Clinical implications of microRNAs in human glioblastoma

Abstract

Glioblastoma (GBM) is one of the most common and dismal brain tumors in adults. Further elucidation of the molecular pathogenesis of GBM is mandatory to improve the overall survival of patients. A novel small non-coding RNA molecule, microRNA (miRNA), appears to represent one of the most attractive target molecules contributing to the pathogenesis of various types of tumors. Recent global analyses have revealed that several miRNAs are clinically implicated in GBM, with some reports indicating the association of miRNA dysregulation with acquired temozolomide (TMZ) resistance. More recent studies have revealed that miRNAs could play a role in cancer stem cell (CSC) properties, contributing to treatment resistance. In addition, greater impact might be expected from miRNA-targeted therapies based on tumor-derived exosomes that contain numerous functional miRNAs, which could be transferred between tumor cells and surrounding structures. Tumor-derived miRNAs are now considered to be a novel molecular mechanism promoting the progression of GBM. Establishment of miRNA-targeted therapies based on miRNA dysregulation of CSCs could provide effective therapeutic strategies for TMZ-resistant GBM. Recent progress has revealed that miRNAs are not only putative biological markers for diagnosis, but also one of the most promising targets for GBM treatment. Here in, we summarize the translational aspects of miRNAs in the diagnosis and treatment of GBM.
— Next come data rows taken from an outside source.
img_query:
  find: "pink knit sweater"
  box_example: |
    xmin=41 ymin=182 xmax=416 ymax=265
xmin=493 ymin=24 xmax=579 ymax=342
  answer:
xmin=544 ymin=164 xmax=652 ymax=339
Keywords: exosome; glioblastoma; microRNA; temozolomide.

FIGURE 1

Concept of microRNA-targeted therapy. Expression of target genes is negatively regulated by microRNA (miRNA) via mRNA cleavage or translational inhibition. Therefore, miRNA acts as oncogenic miRNA when the target genes are tumor suppressor genes, and as tumor-suppressive miRNA when the target genes are oncogenes. Through regulation of tumor-related genes, miRNA could activate specific signaling pathways. A single miRNA could regulate expression of multiple genes, so the functions of miRNA are varied, affecting cancer stem cell properties, tumor proliferation, apoptosis, invasion, and angiogenesis. miRNA has the potential to play roles in tumorigenesis, malignant transformation, and treatment resistance. Theoretically, there are two approaches to miRNA-targeted therapy: inhibition of oncogenic miRNA with antago-miRs; and replacement of tumor-suppressive miRNA with miRNA mimics.